Ummm. What worries me here is that all of our deliberations may end up pointless - few will read them, and nobody will act on them. Creating another body to implement them smacks of even more bureaucracy (and I do think that we already have too much of it). What I'd like to see is a short, simple (KISS) set of recommendations, in as simple language as possible, that would be widely advertised by the WMF. But no, we cannot and should not force anybody to accept them; we don't have a mandate for that. The Board, on the other hand, does, and what the Board wants to do with our recommendation is, well, up to the Board. Our goal is to make it as useful as possible (and I'll stress it again - useful usually has a high positive correlation with KISS).

24.3.19.20203:42, 8 December 2009

That was me. Hey, I found another thing to bitch about w/ regards to liquid threads - apparently I cannot edit it to replace my IP with my name. I really, really, really hate LT.

Piotrus03:43, 8 December 2009

Well, no, that would be re-attributing a contribution. :)

But you can edit the post and make a note that it was you.

~Philippe (WMF)03:45, 8 December 2009
 

I submitted that as a request to change LT, a while back.
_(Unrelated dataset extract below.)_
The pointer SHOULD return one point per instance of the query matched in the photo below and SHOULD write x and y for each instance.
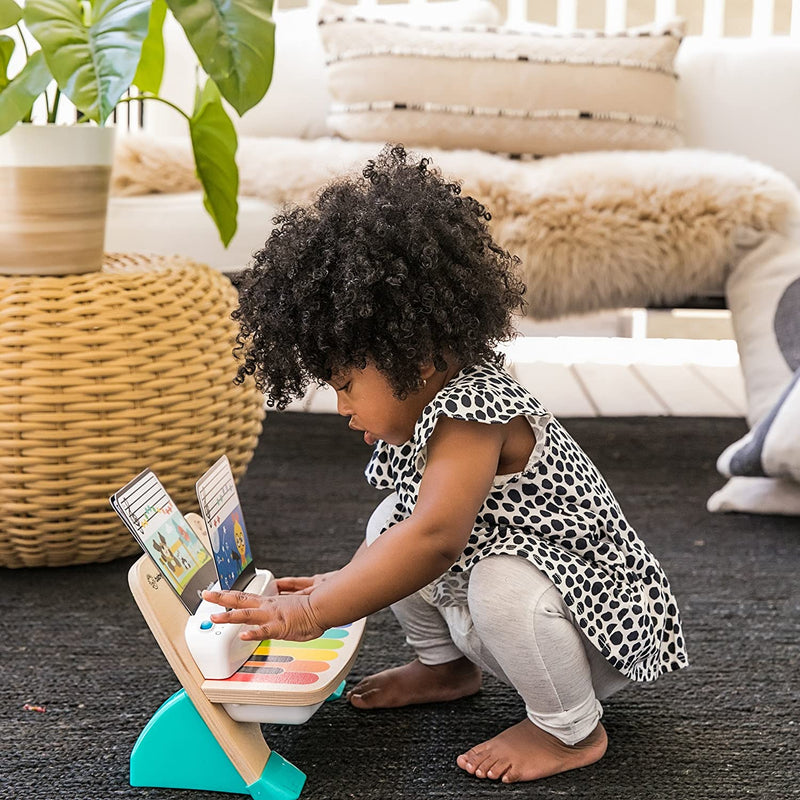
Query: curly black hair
(393, 266)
FT2 (Talk | email)09:19, 8 December 2009

This is interesting. I just came to the same conclusion as Sue Gardner, before she posted it. My own idea was we should form some kind of lobbying group/wiki-party pushing for quality improvement on a meta scale. Things we should lobby for:

    • We should push for a 'brand', which must contain the basic aspects of quality;
    • We should advertise, stimulate and teach these aspects of quality on as many Wikimedia projects as possible;
    • We should push for more statistical research specifically directed at these aspects of quality and then address the question what proposals/systems stimulate these aspects best;
    • We should push for more guidance and teaching of new or otherwise inexperienced contributors;
    • We should push for a technical addition that enables feedback for articles and talk page contributions;
    • We should push for admins to be more active in battling rude, demotivating behaviour.
    • We should push for a 'senior editor' status to be created to give quality users more influence in wiki-politics and more authority in discussions;
    • We should push for measures that keep the not-understanding-but-wanting-to-comment types out of discussions;
    • We should push for wikiprojects to function at a meta scale; apart from sharing specialist knowledge, such groups should create lists of the universal information that all Wikipedias should have.

All of these things have already been discussed by this task force. As a first step, we could take the most practical/realistic four points and make them our four recommendations for January. We should then continue to pursue our goals by creating a group page at meta, attracting more contributors that care for quality from as many different projects as possible. Together, we could make a wiki-wide difference for quality.

Woodwalker20:39, 8 December 2009

I think we should also recognize that these things are directed at very different target audience: some at communities, some at specific groups of users (e.g. sysops), some at developers, some at external audience, some of them might require some discussion by the Council.